Physics and Astronomy Building Room 1434A

Andrea Bertozzi

University of California, Los Angeles

I will present semi-supervised and unsupervised graph models for classification using similarity graphs and for community detection in networks. The methods stem from graph-based variational models built on graph cut metrics. The equivalence between the graph mincut problem and total variation minimization on the graph for an assignment function allows one to cast graph-cut variational problems in the language of total variation minimization, thus creating a parallel between low dimensional data science problems in Euclidean space (e.g. image segmentation) and high dimensional clustering. The connection paves the way for new algorithms for data science that have a similar structure to well-known computational methods for nonlinear partial differential equations.

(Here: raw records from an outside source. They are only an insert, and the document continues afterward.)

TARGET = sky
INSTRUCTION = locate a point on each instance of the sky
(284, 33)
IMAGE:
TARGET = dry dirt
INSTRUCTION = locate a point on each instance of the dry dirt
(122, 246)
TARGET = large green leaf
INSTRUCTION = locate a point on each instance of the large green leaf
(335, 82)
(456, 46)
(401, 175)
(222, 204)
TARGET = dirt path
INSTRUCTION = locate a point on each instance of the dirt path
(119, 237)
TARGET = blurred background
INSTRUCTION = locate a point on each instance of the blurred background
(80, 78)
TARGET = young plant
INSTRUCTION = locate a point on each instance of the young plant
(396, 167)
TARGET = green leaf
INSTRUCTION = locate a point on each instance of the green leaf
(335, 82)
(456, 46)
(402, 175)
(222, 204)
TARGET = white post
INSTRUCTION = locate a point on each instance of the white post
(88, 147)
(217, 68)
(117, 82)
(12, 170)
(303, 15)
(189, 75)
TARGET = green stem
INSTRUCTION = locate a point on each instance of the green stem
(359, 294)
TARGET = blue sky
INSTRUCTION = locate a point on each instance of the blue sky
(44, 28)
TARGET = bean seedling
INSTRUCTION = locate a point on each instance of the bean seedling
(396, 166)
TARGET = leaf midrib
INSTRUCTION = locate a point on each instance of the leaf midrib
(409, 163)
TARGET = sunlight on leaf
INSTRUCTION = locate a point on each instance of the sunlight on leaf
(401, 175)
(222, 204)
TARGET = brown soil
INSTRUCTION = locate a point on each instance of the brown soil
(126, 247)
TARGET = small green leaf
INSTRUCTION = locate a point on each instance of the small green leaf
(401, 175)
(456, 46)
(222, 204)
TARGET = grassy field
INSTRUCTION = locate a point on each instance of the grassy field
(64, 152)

This paper focuses on a class of methods build around diffuse interface models (e.g. the Ginzburg–Landau functional and the Allen–Cahn equation) and threshold dynamics, developed by the speaker and collaborators. Semi-supervised learning with a small amount of training data can be carried out in this framework with diverse applications ranging from hyperspectral pixel classification to identifying activity in police body worn video. It can also be extended to the context of uncertainty quantification with Gaussian noise models. The problem of community detection in networks also has a graph-cut structure and algorithms are presented for the use of threshold dynamics for modularity optimization. With efficient methods, this allows for the use of network modularity for unsupervised machine learning problems with unknown number of classes.